Escucho gritos a mis espaldas, un compañero ha caído alcanzado en la cabeza, desde mi posición puedo ver la rojiza mancha que cae sobre sus ojos.

Apreto fuertemente mi arma, asomo los ojos un instante mientras efectúo una rápida descarga sobre las paredes del edificio, cubriendo el avance de mis compañeros. La respuesta no se hace esperar, varios impactos se estrellan contra la esquina del contenedor. Miro tras de mí, al punto de ver como un compañero es alcanzado en una pierna. No puedo moverme, las descargas enemigas se recrudecen, y varios impactos se estrellan contra su cuerpo. Me arrastro hacia el lado contrario del contenedor, asomo despacio la mira de mi arma, y disparo si apuntar una ráfaga tras otra. De repente, todo queda en silencio.

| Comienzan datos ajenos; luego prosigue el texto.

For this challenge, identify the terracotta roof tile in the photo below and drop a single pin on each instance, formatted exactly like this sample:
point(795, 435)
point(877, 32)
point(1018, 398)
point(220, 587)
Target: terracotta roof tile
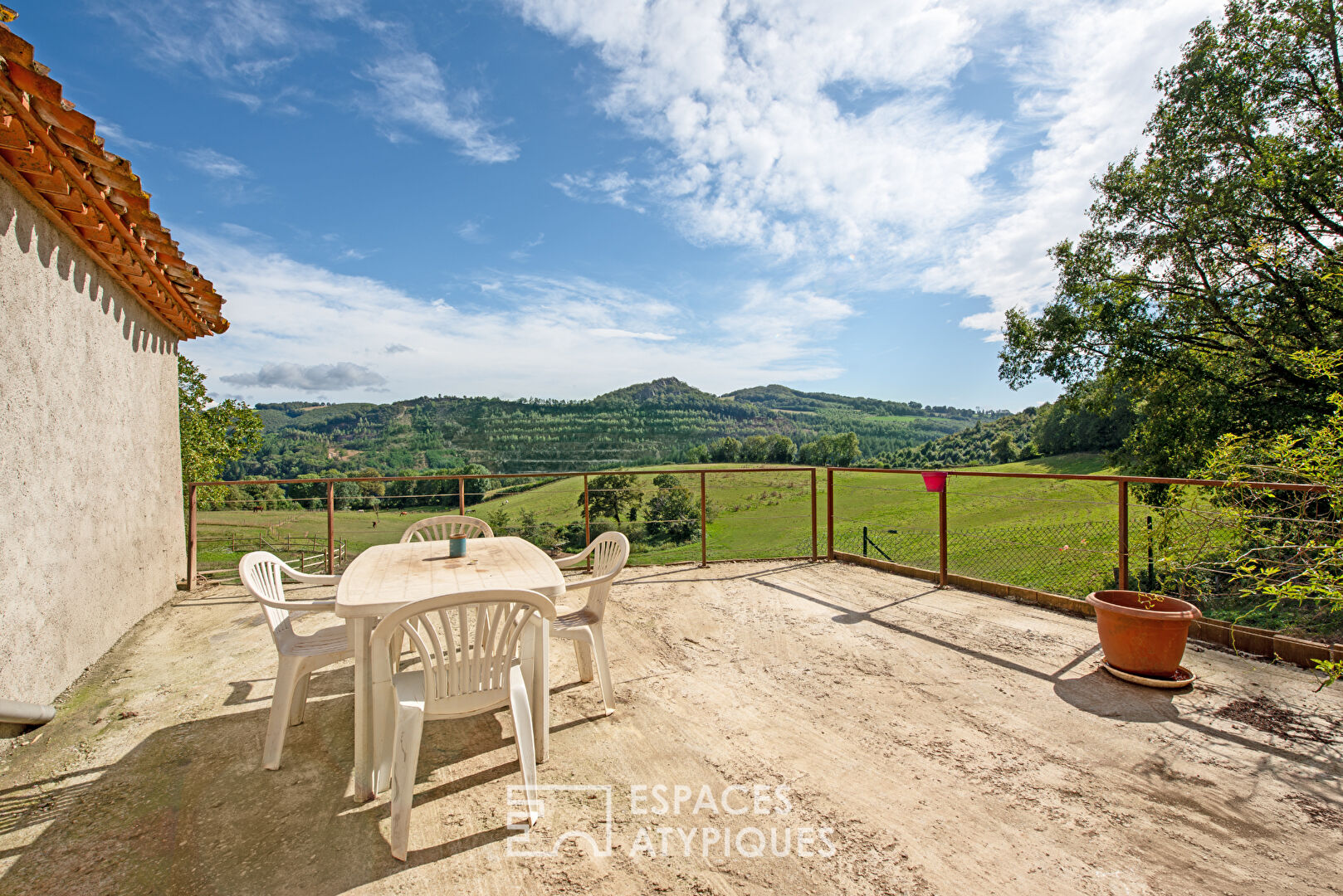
point(52, 155)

Cuento hasta 10, y vuelvo a empezar, respiro hondo, afirmo mis pies en el suelo plagado de agujeros y salgo arrastrándome hacia un pequeño muro de piedra, desde allí, me separan tan sólo unos metros a la entrada del edificio. Las ráfagas de contención no se hacen esperar, siento los impactos a mi alrededor, no quiero pensar, me levanto en un último salto, en el momento en que dos proyectiles se estrellan contra el trozo de tierra que ocupaba un instante atrás. Me echo a tierra, con la enfebrecida cadencia de mi corazón golpeando mi pecho. Unos metros más, tan sólo unos metros más…

Miro el hueco vacío de la puerta del destartalado edificio donde se guarece el enemigo, si puedo llegar hasta ella podré cogerlos por sorpresa, y con suerte, asestar un golpe en su retaguardia, aniquilándolos. Cierro los ojos, vuelvo a comprobar mi arma, no deseo quedarme sin munición en el momento más crítico. Golpeo mi casco con mi mano, para infundirme valor, cuento hasta tres y efectúo la última carrera. Mis botas vuelan sobre el asfalto, esquivando los cascotes que cubren el suelo. Un metro, las detonaciones se recrudecen, dos metros, escucho gritos en ambos bandos, tres metros, tenso el dedo sobre el gatillo de mi arma, cuatro metros, cruzo el umbral a la par que un grito salta de mi garganta estrellándose en las desnudas paredes de hormigón. Cinco metros, aprieto el gatillo en un alocado frenesí, delante de mí cuatro enemigos vuelven sus armas, la cara demudada de espanto. Los proyectiles vuelan estrellándose contra sus cuerpos, el tiempo se ralentiza como si pudiera ver la escena en cámara lenta. Alcanzo al primero en el pecho, y un rojizo cráter nace de su uniforme, giro el arma a la derecha, disparo de nuevo apuntando a su cabeza, puedo ver estrellarse el proyectil entre sus ojos, el tercero se refugia tras un pilar, mientras el cuarto efectúa una rápida descarga sobre mi cuerpo. El tiempo se detiene, el corazón cae en picado, mientras siento el impacto de los proyectiles sobre mi pecho.

Levanto el brazo, en señal de derrota, sobre el mono de plástico blanco dos machas rojas de pintura señalan los puntos donde he sido alcanzado.

Por hoy, la guerra ha terminado, la próxima partida de paintball me esforzaré más.